Vampires and humans were rarely mated, but on the rare occasion it happened, one mate could feel the other’s pain. Jonas and Ginny had gone through it and Elias could now understand the utter agony of knowing your woman suffered because of you. His body’s misery stemmed from hunger for Roksana’s blood and it refused to abate. It ground against his bones, his brain, his jugular. That she could be experiencing anything resembling this was unacceptable. A crime.
“You are not suffering from your injuries. This is something else. You are my mate and I am yours.”
A weak snort. “You wish.”
“Christ, I can’t bear knowing you feel an ounce of this hunger.” He finally succeeded in removing the skin-tight dress and quickly stripped off his own shirt, praying his damnably low body temperature helped in some small way to warm her. Not enough. Even as he rocked her in his arms, he scanned the room for a blanket. “I’m sorry. I’m sorry.”
A deep groove formed between her brows. “You are feeling this, too?”

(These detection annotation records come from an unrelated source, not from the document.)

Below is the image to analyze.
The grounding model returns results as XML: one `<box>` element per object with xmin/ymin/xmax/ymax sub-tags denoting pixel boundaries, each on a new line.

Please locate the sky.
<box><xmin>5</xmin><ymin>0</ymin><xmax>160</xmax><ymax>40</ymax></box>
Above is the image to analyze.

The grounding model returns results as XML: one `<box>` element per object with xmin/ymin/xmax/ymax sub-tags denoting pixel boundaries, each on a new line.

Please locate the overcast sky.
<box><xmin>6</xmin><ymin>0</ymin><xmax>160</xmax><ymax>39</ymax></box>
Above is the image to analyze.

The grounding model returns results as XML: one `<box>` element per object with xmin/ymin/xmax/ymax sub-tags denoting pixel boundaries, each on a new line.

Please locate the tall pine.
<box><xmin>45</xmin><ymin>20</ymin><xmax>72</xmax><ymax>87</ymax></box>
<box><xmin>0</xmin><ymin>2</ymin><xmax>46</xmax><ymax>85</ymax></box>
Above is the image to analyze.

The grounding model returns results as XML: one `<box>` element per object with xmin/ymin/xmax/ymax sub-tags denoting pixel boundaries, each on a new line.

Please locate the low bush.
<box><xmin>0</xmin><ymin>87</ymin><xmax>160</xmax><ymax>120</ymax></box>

“Don’t you dare worry about me.”
“Maybe I’ll just kill you and the pain will go away,” she gasped.
“I thought of that already,” he said truthfully, turning and ripping the comforter off the bed, wrapping it around them. “But then I’d no longer be alive to protect you.”
The distress that kindled in her expression told Elias she’d only been joking—and his response had been too telling. But another wave of pain distracted her, bowing her back and making her tremble. He couldn’t stand another second of the agony.
With her bare body pressed to his, the bedclothes surrounding them in a cloud, he turned and laid her down on the mattress, unable to stop himself from kissing her shoulders, her cheeks, her forehead, the contact soothing some of his restlessness. “I don’t know if I can do this when you’re weak,” he said thickly. “It feels wrong.”
Roksana’s hand lifted, her palm conforming the back of his head, and she pulled him down, tilting her head to one side and exposing her neck. “Maybe I don’t want you to die just yet, vampire,” she whispered, not looking at him. “Don’t let it go to your head.”